Write about one of your earliest memories of being in school.I don't know how it happened.
One day, when I was still four years old, I could read. No one really taught me. I just started reading out loud one day. I loved reading stuff about states in our home set of the World Book Encyclopedia and knew the states and capitals before I started kindergarten.
It's just the way it was.
Consequently, I never had to wait for Mrs. Peterson's instructions in kindergarten before working in our workbook. The instructions were at the bottom of the page and I read them myself and whipped right through whatever we were supposed to do.
At home, I was a novelty act my dad could parade out. When his friends came over to the house, he'd have them friends a state, or a capital, and I could tell what the capital was or what state the city was a capital of.
I didn't mind that too much. These performances made my dad proud and astonishing his friends was kind of a thrill.
One day, however, Mrs. Peterson did something I didn't much like.
Our kindergarten class met in the basement of Washington Elementary school, which was the old high school and was now also the junior high. I'd never been upstairs where the big kids had classes, but one day Mrs. Peterson took me upstairs. To me, it seemed like way upstairs.
Mrs. Peterson wore a lot of perfume. I later learned she wore it to cover the smell of cigarettes. The perfume smell made me feel a little sick as we climbed the stairs, making the nausea I was feeling because of my fear of going upstairs even stronger.
My memory tells me we went to the fourth grade classroom, but I'm not sure of that.
Mrs. Peterson had a book with her and when we got to the classroom, Mrs. Peterson had me stand in front of all these big kids, she handed me the book, and told me to read out loud from it. It was a cold reading. I'd never seen the book before.
What was this about? Were the fourth graders being told to shape up and improve their reading because there was a squirt in kindergarten who could read and if he could do it, they ought to be able to do better work?
Was it some weird form of show and tell? Was I Mrs. Peterson's remarkable show and tell kid?

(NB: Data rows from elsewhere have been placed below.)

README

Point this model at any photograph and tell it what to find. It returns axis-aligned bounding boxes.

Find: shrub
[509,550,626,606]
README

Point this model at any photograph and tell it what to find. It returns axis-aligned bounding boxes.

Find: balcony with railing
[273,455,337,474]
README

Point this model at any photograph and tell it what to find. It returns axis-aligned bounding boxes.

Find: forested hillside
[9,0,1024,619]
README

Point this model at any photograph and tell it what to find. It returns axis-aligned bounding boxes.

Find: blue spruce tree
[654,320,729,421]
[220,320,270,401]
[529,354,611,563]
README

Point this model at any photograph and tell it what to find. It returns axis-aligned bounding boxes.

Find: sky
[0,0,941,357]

Or was it back to being a novelty act?
I don't know.
I do know I was scared to death.
Even at five years old, I had this foreboding sense that the fourth graders would hate having a punk like me paraded in front of them to read.
Even at five years old, I had visions of getting pantsed in the alley that led to Roger Pearson's house or of the big kids trapping me and putting me in a waste bin or, at the very least, being the fourth graders' most hated whippersnapper.
I read. I did what I was instructed to do. I didn't miss a single word.
I could see faces in the room darken with resentment.
I survived the aftermath. No kids hunted me down to get even.
All I know is that I hated being presented to the fourth graders as a star pupil. In later years, as I succeeded in school at the elementary level, every once in a while a parent would ask one of my friends why he couldn't be more like me and do better schoolwork or get better grades.
I hated that.
Aside from hating having my friends occasionally compared to me, no long lasting damage came from this incident and it wasn't that long before things evened out and nothing I did was that remarkable in school anymore.
But, when I think back to early memories of being in school, this one stands out.
I can't for the life of me, though, figure out what the teachers involved thought would be gained by having me demonstrate my reading prowess in front of fourth graders.
I have to just scratch my head and wonder, "What the hell?".
1 comment:
I never even heard this story. I am surprised you weren't in Ripley's Believe it or Not.